Next-level preview: Giants vs. Buccaneers

The Giants eye getting into the win column for the first time this season when they host the Tampa Bay Buccaneers at MetLife Stadium on Sunday. New York is coming off a disappointing 24-17 loss to the Cowboys on opening night and will have had 10 days of practice since that game to correct their mistakes. While the Giants struggled, the Bucs had an impressive showing against the Panthers in their opening game, using a strong rush defense to hold off their NFC South foe, 16-10. Here are three areas to watch for Sunday afternoon:

Most Yards After Contact Allowed

Giants Home Games, since 2008

• The Giants had issues stopping the run against the Cowboys, allowing 143 yards and 5.5 yards per carry. New York’s defense was especially porous on yards after contact. The Giants allowed Dallas to gain 67 rushing yards after the initial point of contact, the fourth-most New York has allowed in a home game since the start of the 2008 season. 49 of the 67 yards after contact came on DeMarco Murray’s 48-yard run in the third quarter. New York will need to improve on its Week 1 performance on Sunday against the Buccaneers, especially against Tampa Bay rookie Doug Martin. In his first career NFL game, Martin had 24 carries for 95 yards, with 55 of those yards coming after contact.

•Offensively, the Giants will be facing a tough Tampa Bay rush defense, which allowed just 10 yards on the ground to the Panthers in Week 1, tied for their fewest in franchise history. The Bucs also allowed just five yards outside the tackles against Carolina, their fewest since the start of the 2011 season.
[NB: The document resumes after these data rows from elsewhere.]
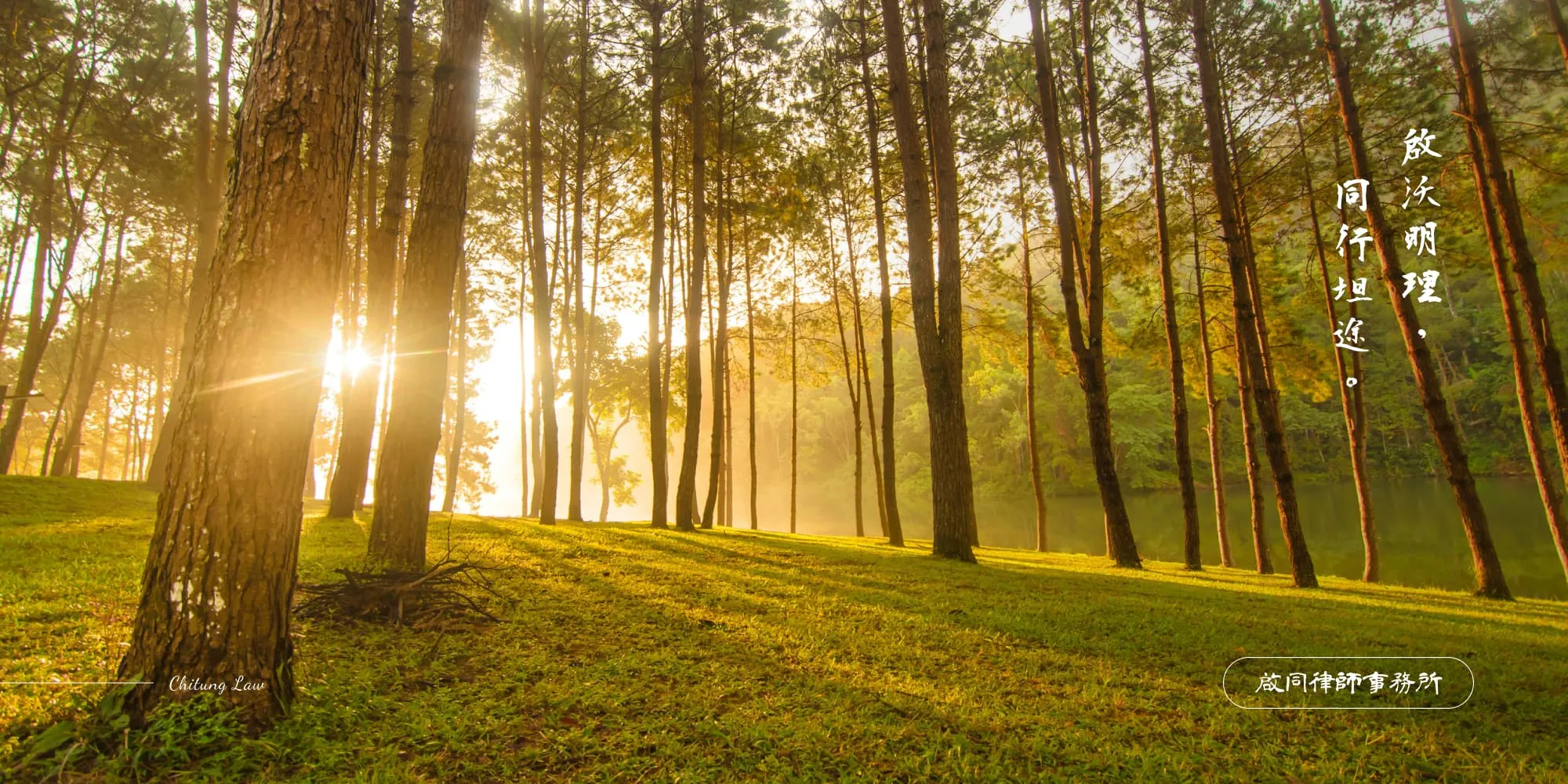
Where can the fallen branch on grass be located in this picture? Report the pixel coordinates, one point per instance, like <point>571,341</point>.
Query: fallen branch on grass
<point>445,592</point>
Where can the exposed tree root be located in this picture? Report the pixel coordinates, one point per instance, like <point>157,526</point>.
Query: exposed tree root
<point>449,590</point>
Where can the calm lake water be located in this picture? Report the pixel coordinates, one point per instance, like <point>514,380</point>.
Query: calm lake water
<point>1420,535</point>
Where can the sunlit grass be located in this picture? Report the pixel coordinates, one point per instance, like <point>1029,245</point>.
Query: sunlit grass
<point>633,655</point>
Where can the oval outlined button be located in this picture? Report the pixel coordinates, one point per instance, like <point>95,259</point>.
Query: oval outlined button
<point>1348,683</point>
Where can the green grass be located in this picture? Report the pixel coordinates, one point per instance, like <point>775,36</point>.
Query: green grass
<point>630,655</point>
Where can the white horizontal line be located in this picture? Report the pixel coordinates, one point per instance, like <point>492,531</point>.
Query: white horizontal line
<point>76,683</point>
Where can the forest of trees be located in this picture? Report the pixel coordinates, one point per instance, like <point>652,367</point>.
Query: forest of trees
<point>907,255</point>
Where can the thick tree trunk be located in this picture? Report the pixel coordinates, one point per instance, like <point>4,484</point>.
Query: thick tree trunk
<point>1456,463</point>
<point>548,468</point>
<point>1211,399</point>
<point>1189,495</point>
<point>949,410</point>
<point>220,575</point>
<point>1349,391</point>
<point>1086,352</point>
<point>890,466</point>
<point>1500,181</point>
<point>424,327</point>
<point>347,495</point>
<point>208,205</point>
<point>720,365</point>
<point>1541,459</point>
<point>658,412</point>
<point>1250,344</point>
<point>686,487</point>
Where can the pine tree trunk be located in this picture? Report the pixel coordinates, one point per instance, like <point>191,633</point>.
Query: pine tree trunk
<point>208,205</point>
<point>1211,399</point>
<point>1255,468</point>
<point>579,448</point>
<point>548,466</point>
<point>951,501</point>
<point>1189,495</point>
<point>424,325</point>
<point>658,413</point>
<point>347,495</point>
<point>70,452</point>
<point>720,343</point>
<point>1349,391</point>
<point>220,575</point>
<point>1541,459</point>
<point>851,385</point>
<point>890,466</point>
<point>1456,463</point>
<point>37,338</point>
<point>1500,181</point>
<point>686,487</point>
<point>1091,361</point>
<point>1250,344</point>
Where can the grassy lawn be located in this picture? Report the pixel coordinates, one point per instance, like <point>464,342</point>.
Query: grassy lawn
<point>630,655</point>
Last season, Tampa Bay allowed 969 yards outside the tackles, the most in the NFL and 166 more than the next closest team. Rushing outside the tackles was not a strong point for the Giants in Week 1 however. They averaged just 1.5 yards per rush outside the tackles and David Wilson had a costly fumble on one of those six rushes.

Rushing Outside the Tackles

Week 1, 2012 Season

•Throwing the ball downfield is one area where Eli Manning and his receivers may be able to take advantage of the Bucs on Sunday. In Week 1 Tampa Bay allowed 152 yards passing on throws of 15 or more yards, the sixth-most in the league. While Manning was just 2-for-6 with 65 yards passing on such throws in Week 1, he excelled on these throws last season. Manning’s 2,041 passing yards on throws of 15 or more yards in 2011 ranked first in the NFL.